Jerry is important to the story, but in trying to blow up that one photo, the canvas gets large enough that it rambles seemingly forever before we get to the event we want to see: Elvis and Nixon discussing their similarities and differences. When Elvis and Nixon do finally meet, and the obnoxious sitcom styled musical score no longer pulls us along with jangled promises of wackiness, the film slows, and the actors we want to see act against one another get to do just that.
There’s a compelling story inside and just outside of the Oval Office. It’s a pop star and a President who can’t comprehend the shifts in America because they were both busy building an empire that got them into Graceland and into the White House. Their work ethic and family background are divergent, yet familiar. And it’s also in the inner-workings of their support staff (Colin Hanks and Evan Peters for Nixon; Pettyfer and Johnny Knoxville for Presley), who attempt to uphold the absurd rules of both—because they like the access provided by being approximate to absolute power. After all, with great power comes the responsibility of making sure no one else drinks your boss’ daily soda or sits down before they do.
Shannon and Spacey, visually, are miscast but are nonetheless great. Shannon, who never directs his Elvis-isms directly at the camera, makes Elvis’ trademark hand and hip movements feel organic and everyday—not like a gimmick. And he gets a few solid monologues as he practices his introduction before meeting the President that allows us to see a side of the King we haven’t seen before. On the opposite side, it takes a bit longer for Spacey to move out of Nixon body-and-voice imitation mode (for which, of course, Spacey is well known for his great mimicry) and imbue his own read on the material. But when he does, Spacey’s a nice match for Shannon.
Because the meeting in the Oval Office is so delightful, it’s unfortunate that all the satellite stories were also put into orbit (aided again by a SNL parody-worthy swingin’ score). In addition to tacking on Jerry’s will-he-make-it-home-in-time-to-meet-his-girlfriend’s-father plot line, there are also a few too many attempts to inject Elvis iconic moments (i.e. Elvis shot his television set four years after the events in this film). Elvis had a very long career and this is a very particular moment in it. Having him eat donuts with (and win over) black people who call him a thief has more to do with directly addressing modern commentary about appropriation, and has very little to do with the story in question, unless it’s spun into Elvis’ idea that America is too fractured to function.

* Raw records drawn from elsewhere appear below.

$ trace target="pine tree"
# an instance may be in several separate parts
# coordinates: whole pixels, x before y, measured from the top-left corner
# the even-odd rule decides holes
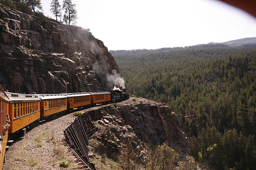
[[[58,21],[57,17],[61,17],[61,9],[58,0],[52,0],[51,3],[50,10],[56,17],[56,21]]]
[[[35,12],[35,8],[39,10],[42,10],[43,7],[41,6],[41,0],[26,0],[26,3],[32,8],[34,12]]]
[[[64,0],[62,8],[65,14],[63,15],[63,21],[66,24],[70,25],[71,22],[75,24],[77,18],[76,4],[72,3],[71,0]]]

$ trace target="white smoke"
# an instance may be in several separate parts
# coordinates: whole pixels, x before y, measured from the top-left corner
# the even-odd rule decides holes
[[[116,86],[114,86],[114,88],[113,88],[113,89],[112,89],[113,91],[115,91],[115,90],[119,90],[120,91],[121,89],[116,87]]]
[[[101,62],[96,62],[93,64],[93,67],[95,71],[95,73],[99,76],[105,76],[108,82],[107,85],[108,86],[113,87],[115,86],[122,87],[122,88],[125,88],[125,82],[124,79],[121,76],[120,74],[116,73],[116,70],[112,70],[111,74],[106,74],[105,72],[103,65]]]
[[[123,89],[125,88],[125,80],[120,75],[116,73],[116,70],[113,70],[111,74],[107,75],[107,80],[108,85],[111,87],[116,86],[121,87]]]

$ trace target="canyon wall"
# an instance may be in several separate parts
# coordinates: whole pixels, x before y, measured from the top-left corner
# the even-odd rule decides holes
[[[0,60],[0,83],[13,92],[108,90],[115,85],[107,77],[119,72],[103,42],[88,29],[1,5]]]

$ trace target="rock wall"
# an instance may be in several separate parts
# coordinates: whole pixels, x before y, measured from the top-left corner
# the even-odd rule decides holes
[[[135,142],[138,139],[151,146],[165,142],[178,152],[181,157],[191,155],[190,144],[181,130],[177,115],[171,108],[162,104],[140,103],[109,107],[90,111],[90,115],[97,123],[109,130],[110,135],[103,141],[108,150],[116,150],[129,136]],[[113,135],[114,134],[114,135]],[[113,136],[114,136],[113,138]],[[113,138],[111,139],[110,138]],[[102,139],[101,139],[102,141]]]
[[[79,27],[37,20],[0,5],[0,83],[5,90],[44,94],[113,88],[106,78],[118,74],[118,67],[102,41]]]

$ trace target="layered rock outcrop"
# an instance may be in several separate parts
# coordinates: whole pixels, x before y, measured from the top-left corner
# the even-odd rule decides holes
[[[118,67],[102,41],[79,27],[38,20],[0,5],[0,83],[5,90],[60,93],[113,87],[106,78],[118,74]]]
[[[97,124],[105,127],[105,150],[116,151],[128,139],[137,142],[138,139],[150,146],[163,143],[178,152],[181,157],[191,155],[190,143],[182,130],[177,115],[163,103],[132,97],[115,105],[105,107],[90,111],[91,117]],[[98,136],[102,135],[98,135]],[[99,137],[99,136],[98,136]]]

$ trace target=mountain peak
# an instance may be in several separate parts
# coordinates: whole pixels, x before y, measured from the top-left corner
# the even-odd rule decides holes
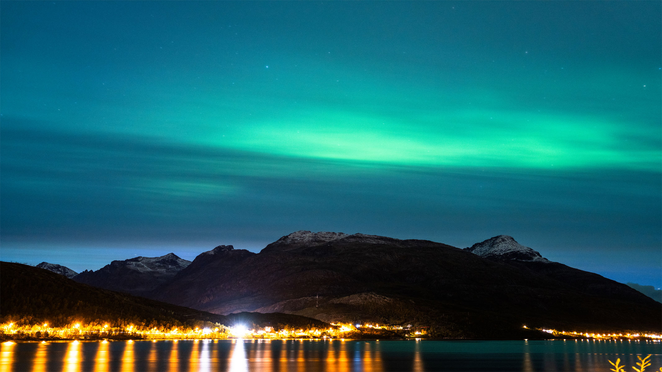
[[[327,242],[335,241],[350,236],[344,233],[319,231],[312,233],[307,230],[299,230],[289,234],[269,244],[262,252],[291,250],[302,246],[322,245]]]
[[[493,237],[476,243],[471,248],[465,248],[464,250],[485,258],[549,262],[547,258],[544,258],[538,252],[520,244],[509,235]]]
[[[71,279],[74,276],[78,275],[78,273],[72,270],[71,269],[63,266],[62,265],[58,265],[57,264],[50,264],[48,262],[42,262],[36,266],[36,267],[46,269],[50,272],[53,272],[56,274],[59,274],[60,275],[64,275],[64,276]]]

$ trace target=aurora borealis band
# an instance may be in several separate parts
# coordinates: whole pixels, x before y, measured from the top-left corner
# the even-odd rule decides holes
[[[1,3],[1,256],[512,235],[662,285],[658,1]]]

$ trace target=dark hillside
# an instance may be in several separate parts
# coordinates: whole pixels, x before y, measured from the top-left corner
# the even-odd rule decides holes
[[[77,283],[44,269],[5,262],[0,262],[0,316],[3,322],[30,318],[32,322],[48,322],[54,326],[73,321],[172,326],[199,321],[227,325],[234,321],[222,315]],[[285,314],[246,313],[244,317],[256,323],[285,320],[297,325],[328,326],[316,319]]]

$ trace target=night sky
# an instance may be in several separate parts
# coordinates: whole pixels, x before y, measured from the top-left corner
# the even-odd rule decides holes
[[[514,237],[662,285],[659,1],[2,1],[1,259]]]

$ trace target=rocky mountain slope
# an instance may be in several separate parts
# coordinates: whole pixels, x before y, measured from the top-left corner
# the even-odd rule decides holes
[[[144,296],[167,283],[191,261],[174,253],[113,261],[97,271],[85,270],[72,279],[99,288]]]
[[[36,266],[36,267],[41,269],[46,269],[48,271],[53,272],[56,274],[59,274],[60,275],[64,275],[64,276],[71,279],[74,276],[78,275],[78,273],[72,270],[71,269],[63,266],[62,265],[58,265],[57,264],[49,264],[48,262],[42,262]]]
[[[626,301],[636,302],[641,298],[641,293],[631,291],[627,285],[595,273],[549,261],[538,252],[518,243],[508,235],[494,237],[464,250],[491,261],[514,267],[522,272],[559,281],[585,293]]]
[[[218,314],[415,323],[448,337],[503,336],[523,324],[659,331],[662,323],[659,303],[548,261],[506,236],[463,250],[429,241],[297,231],[257,254],[232,246],[201,254],[148,295]]]
[[[515,241],[512,237],[498,235],[472,245],[465,250],[488,260],[518,260],[520,261],[548,262],[538,252]]]
[[[211,314],[77,283],[38,268],[0,262],[0,320],[29,319],[54,326],[83,323],[134,322],[177,326],[197,322],[328,326],[316,319],[289,314]]]

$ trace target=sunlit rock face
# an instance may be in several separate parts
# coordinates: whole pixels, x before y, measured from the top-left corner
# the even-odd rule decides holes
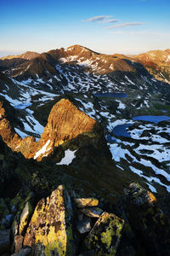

Despite some great moments between Shannon and Spacey, Elvis & Nixon suffers from a lack of simplicity. It’s easy to understand why people love the unexpected image of Elvis and Nixon being together in the highest office in the land. After watching Elvis & Nixon, I still want more of that. In a turn of a future presidential phrase: it’s the meeting, stupid.
Elvis & Nixon premiered at the Tribeca Film Festival and opens in select cities this Friday, April 22.